The project took five years to complete, but Joe lead every step of the way.
“When we started putting in the loft floor, they knew nothing about how to do it,” Joe recalled. “I got into the bucket of the tractor and they laid two pieces of plywood down so I’d have a place to be up there.”
Rose Mary was in the barn loft as their young hired hand was lifting Joe.
“They had their own signals, and I didn’t know what those signals were. I saw Ted coming down the hill and he flew down there. He came running up and I said, ‘Ted, I’m gone.’ Made me a nervous wreck.”
“We had it tied in,” Joe said.
“You didn’t have that tied in there,” Rose Mary said. “He’s a daredevil; has been his whole life. They didn’t want to put him in the loft, but he kept saying, ‘you can do it, it’s OK.’”
“They just have to watch and do what I say,” Joe added.
A cabin area was added to the barn, and a nearby natural spring was developed to allow for running water for washing. Tin from the sides and the roof of the barn was reclaimed and used inside the cabin.
Joe and Rose Mary have hosted family get-togethers, a wedding and many other events for their friends and family at the barn.
“I just wanted to take something that was junk and make something useable out of it,” Joe said. “I’m really proud of it and enjoy using it. In 2012, I was in the hospital for six weeks and the cabin wasn’t quite finished, but the neighbors finished it up.”
With the help of his two nephews, Joe was also able to build his dream car, a 1970 Chevelle, which remains one of Joe’s prized possessions.
“They would ask him what to do, and he’d tell them they had to describe it better than that because he couldn’t see what they were looking at,” Rose Mary recalled.
“They’d ask what this thing was by this other thing,” Joe said. “Well, I didn’t know that thing was.”
Joe is humble when asked about not allowing his disabilities to overshadow his abilities, and his desire to remain active.
“If I can get someone to be my hands, I can do anything,” he said. “There’s no reason to sit around and feel sorry for yourself. On a farm, you’ve always got something going on, like a tree down or a fence that needs fixing. When I look out that window, I see things that need to be done; it bugs me to see something that needs to be done. It is getting a little harder now, but I stay busy.
“Everyone tells me that I’m an inspiration, but I don’t think about what they see. I don’t need to be told I’ve done a good job, and I know the difference between bad and good. If I’m going to do something, I’m going to do it good.

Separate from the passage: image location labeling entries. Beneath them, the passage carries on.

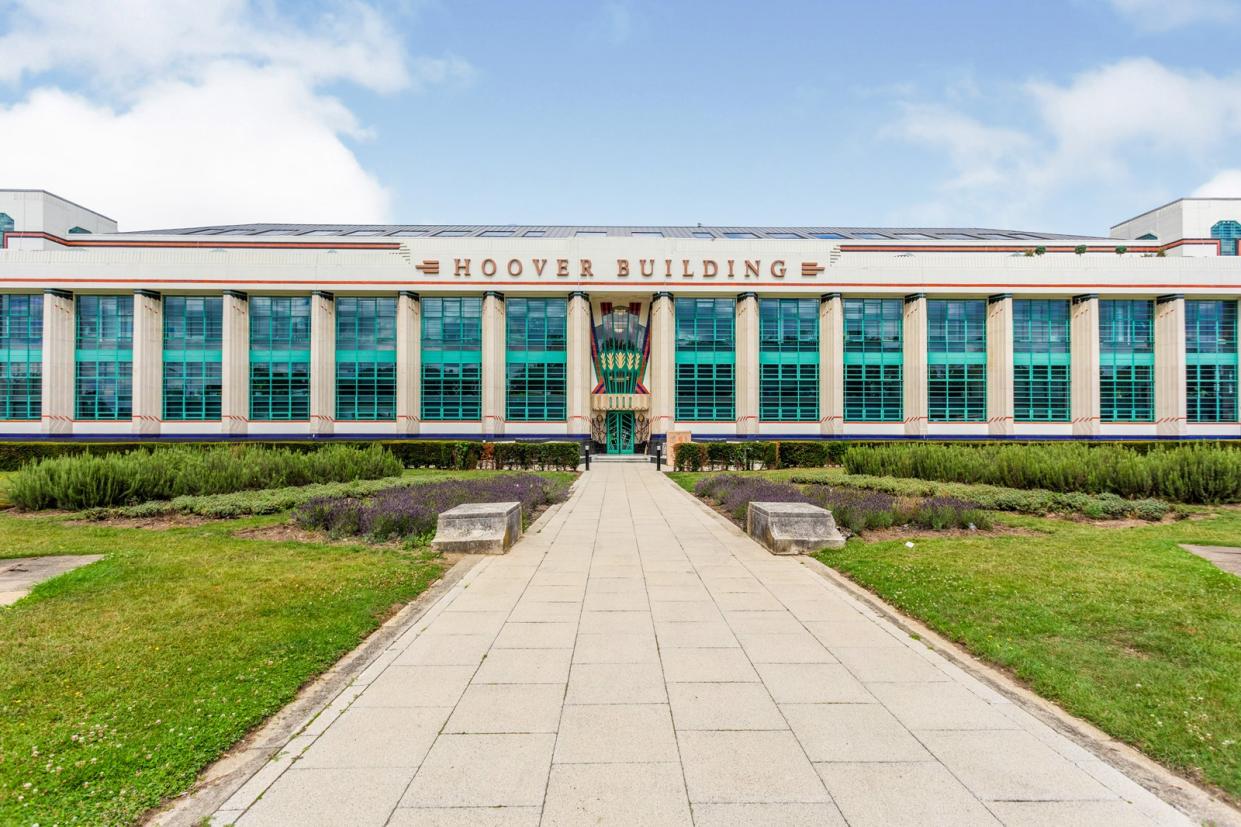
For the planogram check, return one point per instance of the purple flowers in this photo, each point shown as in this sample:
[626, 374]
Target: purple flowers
[412, 510]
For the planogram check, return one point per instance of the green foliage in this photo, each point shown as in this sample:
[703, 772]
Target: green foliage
[1183, 473]
[89, 481]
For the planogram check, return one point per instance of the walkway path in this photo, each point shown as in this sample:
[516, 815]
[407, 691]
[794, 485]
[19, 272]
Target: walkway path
[640, 662]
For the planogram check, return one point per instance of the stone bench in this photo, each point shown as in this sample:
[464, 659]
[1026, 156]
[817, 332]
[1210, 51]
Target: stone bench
[478, 528]
[792, 528]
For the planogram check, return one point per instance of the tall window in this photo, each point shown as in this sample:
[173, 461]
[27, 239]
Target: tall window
[21, 357]
[788, 360]
[1211, 360]
[366, 358]
[874, 359]
[1041, 360]
[104, 358]
[452, 358]
[192, 371]
[279, 358]
[1229, 232]
[1127, 360]
[957, 360]
[706, 358]
[535, 360]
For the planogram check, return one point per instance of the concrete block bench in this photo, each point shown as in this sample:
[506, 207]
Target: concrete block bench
[478, 528]
[792, 528]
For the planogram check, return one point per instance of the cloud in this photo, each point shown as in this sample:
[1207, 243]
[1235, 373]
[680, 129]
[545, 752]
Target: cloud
[183, 112]
[1160, 15]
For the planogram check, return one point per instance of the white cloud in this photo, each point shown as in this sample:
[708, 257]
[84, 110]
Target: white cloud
[1224, 185]
[1162, 15]
[185, 112]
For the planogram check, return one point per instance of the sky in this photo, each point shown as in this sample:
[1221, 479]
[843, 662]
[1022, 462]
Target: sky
[1064, 116]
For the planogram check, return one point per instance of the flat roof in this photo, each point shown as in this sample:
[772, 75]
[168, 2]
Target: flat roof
[562, 231]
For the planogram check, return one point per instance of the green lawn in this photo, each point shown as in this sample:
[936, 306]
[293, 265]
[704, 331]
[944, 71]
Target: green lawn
[1116, 625]
[120, 681]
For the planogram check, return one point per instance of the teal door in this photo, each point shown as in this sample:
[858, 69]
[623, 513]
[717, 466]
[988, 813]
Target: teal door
[619, 431]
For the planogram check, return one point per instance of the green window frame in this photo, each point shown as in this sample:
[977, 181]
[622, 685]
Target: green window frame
[103, 358]
[1211, 360]
[21, 357]
[788, 360]
[452, 358]
[192, 358]
[957, 360]
[1127, 360]
[365, 358]
[1041, 360]
[279, 358]
[874, 359]
[706, 359]
[536, 333]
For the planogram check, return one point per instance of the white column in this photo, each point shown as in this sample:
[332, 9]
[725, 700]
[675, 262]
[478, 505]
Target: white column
[663, 363]
[1172, 402]
[493, 363]
[57, 381]
[746, 369]
[235, 368]
[1000, 409]
[408, 363]
[1085, 404]
[148, 376]
[578, 368]
[832, 364]
[915, 369]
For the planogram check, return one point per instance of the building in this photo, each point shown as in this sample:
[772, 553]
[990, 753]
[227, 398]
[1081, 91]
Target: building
[617, 334]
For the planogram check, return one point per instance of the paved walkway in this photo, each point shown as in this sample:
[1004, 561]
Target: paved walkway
[640, 662]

I know I might not praise people and compliment them enough, I guess because I don’t need it, but I’m getting better.”
“Joe won’t brag on himself; he’s too modest,” Ted told OFN. “He’s a pretty sharp guy and I just admire him for his courage. I have learned patience from Joe. He wanted me to build a gate, from scratch, out of pipe, and he told me how every step of the way. He has his own way of designing things and he’s taught me that. Once you get to know him, he’s a lot of fun. Joe has his own standards for things and they are pretty high.”
As for his next project, Joe isn’t sure what’s on the horizon.
“Hay season is coming up, so I’m sure it will be something,” he said.